The RNR is the tax rate in mills that would generate the same property tax revenue in dollars as levied the previous year using the current tax year’s assessed valuation. Administrator April Warden further explained the rate at the commission’s July 18 meeting.

“This is something that was implemented last year, and we went through it for the first time in 2021,” she said. “It’s very confusing for the constituents. It’s very confusing for those of us who have only been through it one time.”

Warden said with many unhappy with the tax lid, the legislature opted to replace it with the RNR, which was implemented through Senate Bill 13 and House Bill 2104, which established new notice and public hearing requirements if a proposed budget was to exceed the rate.

“The tax lid was about actual dollars,” she said. “The revenue neutral rate is about the mill levy not total dollars.”

For fiscal year 2022, which ended June 30, the mill levy was 47.604, and 2021’s final assessed valuation was $247,029,956, making one mill worth $247,029. Under the proposed fiscal year 2023 budget, the mill levy would drop to 43.433, and as of June 8, the estimated valuation was $263,553,248.

“We will not have final certification of valuation until the November abstract,” Warden said. “However, your budgets have to be certified and sent to the state prior to that, so we have to use what we know for now.”

Warden too said current outstanding appeals  before the Board of Tax Appeals could affect the valuation as well, but as of June 8, one mill was equal to $263,553. Because of valuation not being certified until November and the outstanding appeals, she proposed exceeding the RNR.

“Please know that does not mean when it comes time to have your budget hearings, you will exceed it, but if you don’t provide the notice of intent to exceed and something happens where we do have to exceed it, you’re not allowed to do that, and you’re set at what the valuation is, what it changes to and how you’re going to set your budget,” she said.

Warden said it is not the intention of the commission to raise the mill levy, and with the proposed rate already down 4.171 mills from the previous fiscal year, exceeding the RNR could still be below the 2022 number.

“I’m asking you to hold the hearing to exceed the revenue neutral rate in the event we find out your valuation does change in your N ovember abstract,” she said.

Warden emphasized wanting to exceed the RNR is primarily due to the late finalization of valuation.

“If valuation changes, that’s why we’re going to go ahead and do the notice of intent to exceed,” she said.

Under the RNR law, indication of the rate and intent to exceed it must come with a proposed mill levy.
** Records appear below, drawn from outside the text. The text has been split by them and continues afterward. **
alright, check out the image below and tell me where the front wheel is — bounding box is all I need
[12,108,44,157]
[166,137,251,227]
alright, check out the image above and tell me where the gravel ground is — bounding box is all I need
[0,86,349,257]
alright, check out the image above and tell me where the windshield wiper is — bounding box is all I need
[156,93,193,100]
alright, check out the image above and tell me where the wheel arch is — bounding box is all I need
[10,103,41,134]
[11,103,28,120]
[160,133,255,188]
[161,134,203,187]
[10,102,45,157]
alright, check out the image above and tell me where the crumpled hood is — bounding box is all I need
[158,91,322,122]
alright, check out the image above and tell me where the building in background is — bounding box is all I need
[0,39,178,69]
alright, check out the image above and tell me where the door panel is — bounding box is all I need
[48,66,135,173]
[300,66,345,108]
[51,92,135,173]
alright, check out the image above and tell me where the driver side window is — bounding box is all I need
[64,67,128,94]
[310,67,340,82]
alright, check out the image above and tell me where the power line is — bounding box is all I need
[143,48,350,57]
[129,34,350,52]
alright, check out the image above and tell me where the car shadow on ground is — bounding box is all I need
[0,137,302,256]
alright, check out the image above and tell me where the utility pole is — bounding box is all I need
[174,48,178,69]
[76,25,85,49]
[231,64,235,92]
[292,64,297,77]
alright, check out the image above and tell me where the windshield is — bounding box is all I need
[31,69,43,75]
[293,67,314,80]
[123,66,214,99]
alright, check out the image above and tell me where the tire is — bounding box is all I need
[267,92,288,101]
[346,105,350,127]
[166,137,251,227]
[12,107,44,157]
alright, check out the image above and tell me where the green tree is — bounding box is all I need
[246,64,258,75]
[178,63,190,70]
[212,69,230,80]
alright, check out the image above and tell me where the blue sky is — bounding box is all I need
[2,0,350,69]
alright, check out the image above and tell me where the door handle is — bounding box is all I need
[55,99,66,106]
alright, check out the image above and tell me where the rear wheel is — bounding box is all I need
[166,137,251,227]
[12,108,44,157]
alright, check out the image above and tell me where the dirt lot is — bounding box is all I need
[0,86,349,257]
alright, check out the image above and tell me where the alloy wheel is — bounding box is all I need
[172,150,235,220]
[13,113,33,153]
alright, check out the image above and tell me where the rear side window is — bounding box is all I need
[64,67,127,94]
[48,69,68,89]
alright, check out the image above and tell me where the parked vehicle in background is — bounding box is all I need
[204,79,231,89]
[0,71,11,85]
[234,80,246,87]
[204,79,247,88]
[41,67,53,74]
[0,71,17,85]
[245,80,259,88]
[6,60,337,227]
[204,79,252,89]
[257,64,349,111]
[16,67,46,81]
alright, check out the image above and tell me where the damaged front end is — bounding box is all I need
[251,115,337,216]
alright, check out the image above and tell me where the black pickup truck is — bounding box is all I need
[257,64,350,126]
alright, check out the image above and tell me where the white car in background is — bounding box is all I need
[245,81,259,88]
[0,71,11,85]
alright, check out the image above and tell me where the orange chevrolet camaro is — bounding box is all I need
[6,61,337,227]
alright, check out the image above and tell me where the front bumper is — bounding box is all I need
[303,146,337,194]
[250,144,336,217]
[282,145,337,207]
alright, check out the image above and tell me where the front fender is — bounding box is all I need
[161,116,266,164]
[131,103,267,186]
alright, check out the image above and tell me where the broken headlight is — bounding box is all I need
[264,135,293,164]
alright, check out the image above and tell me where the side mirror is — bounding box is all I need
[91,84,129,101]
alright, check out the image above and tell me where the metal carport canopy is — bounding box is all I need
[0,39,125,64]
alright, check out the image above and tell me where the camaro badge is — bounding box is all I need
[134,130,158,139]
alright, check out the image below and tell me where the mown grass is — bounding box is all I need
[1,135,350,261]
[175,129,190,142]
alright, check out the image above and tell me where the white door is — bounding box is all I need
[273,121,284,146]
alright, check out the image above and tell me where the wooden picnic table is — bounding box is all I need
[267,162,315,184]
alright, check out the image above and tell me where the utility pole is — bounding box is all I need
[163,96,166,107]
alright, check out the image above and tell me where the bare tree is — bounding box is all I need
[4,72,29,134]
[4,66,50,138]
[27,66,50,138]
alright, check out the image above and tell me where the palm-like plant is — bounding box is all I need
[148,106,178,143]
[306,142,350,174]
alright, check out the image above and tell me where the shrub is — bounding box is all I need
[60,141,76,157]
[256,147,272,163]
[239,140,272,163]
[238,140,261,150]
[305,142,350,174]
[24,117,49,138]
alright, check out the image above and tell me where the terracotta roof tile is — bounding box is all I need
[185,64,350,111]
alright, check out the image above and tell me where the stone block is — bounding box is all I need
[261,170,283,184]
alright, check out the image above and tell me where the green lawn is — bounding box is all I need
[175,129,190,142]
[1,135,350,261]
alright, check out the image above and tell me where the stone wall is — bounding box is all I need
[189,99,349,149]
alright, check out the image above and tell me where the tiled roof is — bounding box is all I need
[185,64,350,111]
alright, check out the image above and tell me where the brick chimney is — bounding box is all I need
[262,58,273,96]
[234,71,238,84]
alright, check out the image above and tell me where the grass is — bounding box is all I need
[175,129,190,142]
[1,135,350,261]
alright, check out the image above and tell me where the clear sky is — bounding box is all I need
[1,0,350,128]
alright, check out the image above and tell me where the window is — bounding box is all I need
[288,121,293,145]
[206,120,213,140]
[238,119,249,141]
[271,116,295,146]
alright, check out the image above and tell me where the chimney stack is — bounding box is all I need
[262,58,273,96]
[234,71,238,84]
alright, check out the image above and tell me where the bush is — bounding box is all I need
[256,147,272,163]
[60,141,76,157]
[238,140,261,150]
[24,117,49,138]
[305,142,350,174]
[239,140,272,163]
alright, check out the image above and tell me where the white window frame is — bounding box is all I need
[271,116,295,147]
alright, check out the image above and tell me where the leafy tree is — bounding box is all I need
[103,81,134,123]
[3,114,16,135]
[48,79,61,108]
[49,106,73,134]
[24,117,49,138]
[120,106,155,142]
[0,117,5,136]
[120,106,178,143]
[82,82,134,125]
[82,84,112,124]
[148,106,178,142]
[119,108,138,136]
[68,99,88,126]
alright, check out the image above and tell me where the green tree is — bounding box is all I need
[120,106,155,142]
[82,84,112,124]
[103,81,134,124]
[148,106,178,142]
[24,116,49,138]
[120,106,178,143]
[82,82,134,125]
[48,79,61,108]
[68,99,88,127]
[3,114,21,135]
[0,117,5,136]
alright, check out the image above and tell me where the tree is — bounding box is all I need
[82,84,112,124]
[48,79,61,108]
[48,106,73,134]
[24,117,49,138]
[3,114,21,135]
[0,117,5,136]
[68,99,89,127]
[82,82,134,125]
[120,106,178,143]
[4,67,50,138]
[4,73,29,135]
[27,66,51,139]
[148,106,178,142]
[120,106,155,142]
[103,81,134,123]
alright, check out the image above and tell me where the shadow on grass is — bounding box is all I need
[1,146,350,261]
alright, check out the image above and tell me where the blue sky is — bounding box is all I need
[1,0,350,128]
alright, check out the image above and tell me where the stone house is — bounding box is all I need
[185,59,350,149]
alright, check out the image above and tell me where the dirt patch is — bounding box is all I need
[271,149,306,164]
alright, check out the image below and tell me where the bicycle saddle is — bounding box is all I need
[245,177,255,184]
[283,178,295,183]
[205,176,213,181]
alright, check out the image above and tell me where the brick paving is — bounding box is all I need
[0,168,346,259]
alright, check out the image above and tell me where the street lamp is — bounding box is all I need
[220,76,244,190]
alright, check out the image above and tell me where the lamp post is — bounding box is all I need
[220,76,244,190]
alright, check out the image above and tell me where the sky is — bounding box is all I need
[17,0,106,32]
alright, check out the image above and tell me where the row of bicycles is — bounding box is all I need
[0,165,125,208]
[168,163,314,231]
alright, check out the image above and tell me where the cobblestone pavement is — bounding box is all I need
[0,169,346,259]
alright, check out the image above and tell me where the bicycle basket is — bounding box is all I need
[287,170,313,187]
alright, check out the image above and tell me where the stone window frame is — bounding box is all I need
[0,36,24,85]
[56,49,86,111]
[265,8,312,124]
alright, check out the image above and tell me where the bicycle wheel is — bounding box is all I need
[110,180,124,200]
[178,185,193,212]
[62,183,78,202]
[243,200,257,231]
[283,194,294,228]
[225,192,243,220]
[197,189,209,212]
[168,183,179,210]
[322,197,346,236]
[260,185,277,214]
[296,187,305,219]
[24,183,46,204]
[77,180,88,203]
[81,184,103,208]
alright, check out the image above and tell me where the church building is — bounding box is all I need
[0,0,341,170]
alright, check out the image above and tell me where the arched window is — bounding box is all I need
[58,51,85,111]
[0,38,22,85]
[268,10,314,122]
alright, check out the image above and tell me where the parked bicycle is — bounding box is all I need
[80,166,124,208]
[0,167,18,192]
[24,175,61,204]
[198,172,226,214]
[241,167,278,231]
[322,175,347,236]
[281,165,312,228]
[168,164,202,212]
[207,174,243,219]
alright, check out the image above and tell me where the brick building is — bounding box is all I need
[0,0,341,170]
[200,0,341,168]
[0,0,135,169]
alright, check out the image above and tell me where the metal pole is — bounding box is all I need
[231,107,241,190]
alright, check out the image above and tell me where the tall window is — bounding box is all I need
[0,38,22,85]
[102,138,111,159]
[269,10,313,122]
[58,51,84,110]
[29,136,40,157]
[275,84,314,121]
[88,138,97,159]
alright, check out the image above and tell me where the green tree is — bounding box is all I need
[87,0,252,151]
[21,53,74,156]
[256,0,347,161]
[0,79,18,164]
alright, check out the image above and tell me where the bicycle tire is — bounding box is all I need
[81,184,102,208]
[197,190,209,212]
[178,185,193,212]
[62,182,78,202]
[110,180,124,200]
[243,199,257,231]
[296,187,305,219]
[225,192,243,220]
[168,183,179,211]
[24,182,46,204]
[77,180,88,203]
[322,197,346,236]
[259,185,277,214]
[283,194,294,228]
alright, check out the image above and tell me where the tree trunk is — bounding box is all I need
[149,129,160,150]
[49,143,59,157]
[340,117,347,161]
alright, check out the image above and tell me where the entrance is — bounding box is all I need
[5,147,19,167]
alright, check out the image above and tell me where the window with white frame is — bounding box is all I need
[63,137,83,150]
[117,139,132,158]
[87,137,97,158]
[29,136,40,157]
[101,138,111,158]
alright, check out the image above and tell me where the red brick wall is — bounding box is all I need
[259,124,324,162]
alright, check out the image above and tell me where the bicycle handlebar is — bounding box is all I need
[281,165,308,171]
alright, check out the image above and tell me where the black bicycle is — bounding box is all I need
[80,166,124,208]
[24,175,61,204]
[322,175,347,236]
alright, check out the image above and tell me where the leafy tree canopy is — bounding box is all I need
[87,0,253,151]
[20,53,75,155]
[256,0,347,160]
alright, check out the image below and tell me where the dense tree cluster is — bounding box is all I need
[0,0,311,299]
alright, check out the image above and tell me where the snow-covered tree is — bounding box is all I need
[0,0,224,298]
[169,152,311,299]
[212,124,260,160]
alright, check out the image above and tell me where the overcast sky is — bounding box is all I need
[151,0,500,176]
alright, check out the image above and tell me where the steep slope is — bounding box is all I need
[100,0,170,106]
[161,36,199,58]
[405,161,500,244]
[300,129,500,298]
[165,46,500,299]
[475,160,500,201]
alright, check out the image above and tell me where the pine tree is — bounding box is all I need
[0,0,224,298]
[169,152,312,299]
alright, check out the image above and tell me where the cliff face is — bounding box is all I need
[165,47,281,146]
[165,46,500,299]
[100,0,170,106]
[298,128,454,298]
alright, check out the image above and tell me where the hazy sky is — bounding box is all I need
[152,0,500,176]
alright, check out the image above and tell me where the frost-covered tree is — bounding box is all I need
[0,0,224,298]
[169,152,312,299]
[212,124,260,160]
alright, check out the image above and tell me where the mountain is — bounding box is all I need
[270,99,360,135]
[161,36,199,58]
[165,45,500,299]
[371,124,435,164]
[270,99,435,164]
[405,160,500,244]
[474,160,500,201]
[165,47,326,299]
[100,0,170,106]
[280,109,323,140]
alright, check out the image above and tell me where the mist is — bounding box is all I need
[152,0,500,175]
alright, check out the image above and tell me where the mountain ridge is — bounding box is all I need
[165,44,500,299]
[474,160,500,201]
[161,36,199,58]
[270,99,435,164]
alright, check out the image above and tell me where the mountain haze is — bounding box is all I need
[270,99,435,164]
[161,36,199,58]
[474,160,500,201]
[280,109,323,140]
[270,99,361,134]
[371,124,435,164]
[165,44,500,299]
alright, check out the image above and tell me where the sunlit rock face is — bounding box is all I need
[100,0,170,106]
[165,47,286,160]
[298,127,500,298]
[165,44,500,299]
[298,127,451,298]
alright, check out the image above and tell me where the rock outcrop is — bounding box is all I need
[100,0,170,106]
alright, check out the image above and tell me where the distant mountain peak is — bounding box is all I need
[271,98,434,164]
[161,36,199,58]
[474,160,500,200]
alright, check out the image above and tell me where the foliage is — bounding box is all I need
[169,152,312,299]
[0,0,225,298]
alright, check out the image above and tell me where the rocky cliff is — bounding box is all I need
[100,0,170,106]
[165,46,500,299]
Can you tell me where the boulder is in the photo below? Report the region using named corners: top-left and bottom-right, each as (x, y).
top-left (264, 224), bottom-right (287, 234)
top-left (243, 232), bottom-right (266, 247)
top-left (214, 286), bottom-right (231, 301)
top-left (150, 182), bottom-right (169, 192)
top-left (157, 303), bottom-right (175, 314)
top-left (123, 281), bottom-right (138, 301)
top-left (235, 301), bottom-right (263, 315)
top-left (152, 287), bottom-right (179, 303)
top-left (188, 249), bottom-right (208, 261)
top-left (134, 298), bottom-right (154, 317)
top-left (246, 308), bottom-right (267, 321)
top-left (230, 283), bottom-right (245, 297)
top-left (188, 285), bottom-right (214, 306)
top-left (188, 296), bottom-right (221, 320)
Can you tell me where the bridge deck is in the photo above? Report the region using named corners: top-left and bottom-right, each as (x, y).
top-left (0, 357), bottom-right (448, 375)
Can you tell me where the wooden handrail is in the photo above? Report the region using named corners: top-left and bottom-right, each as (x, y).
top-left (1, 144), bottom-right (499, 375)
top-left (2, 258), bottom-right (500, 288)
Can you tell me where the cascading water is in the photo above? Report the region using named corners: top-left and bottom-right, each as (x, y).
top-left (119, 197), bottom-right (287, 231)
Warden said after talking with county financial counselors, that rate would be set at 45.619.

Also under the law, a public hearing has to take place between Aug. 20 and Sept. 20 to allow for comment on the possible exceeding of the RNR. 

With a vote of 4-1, with Commissioner Steve Helm voting against, commissioners approved having that hearing at the board’s first September meeting. That meeting will start at 5:30 p.m. Sept. 6 in the commission chambers in the Administration Building. The vote likewise set the new proposed mill levy at 45.619.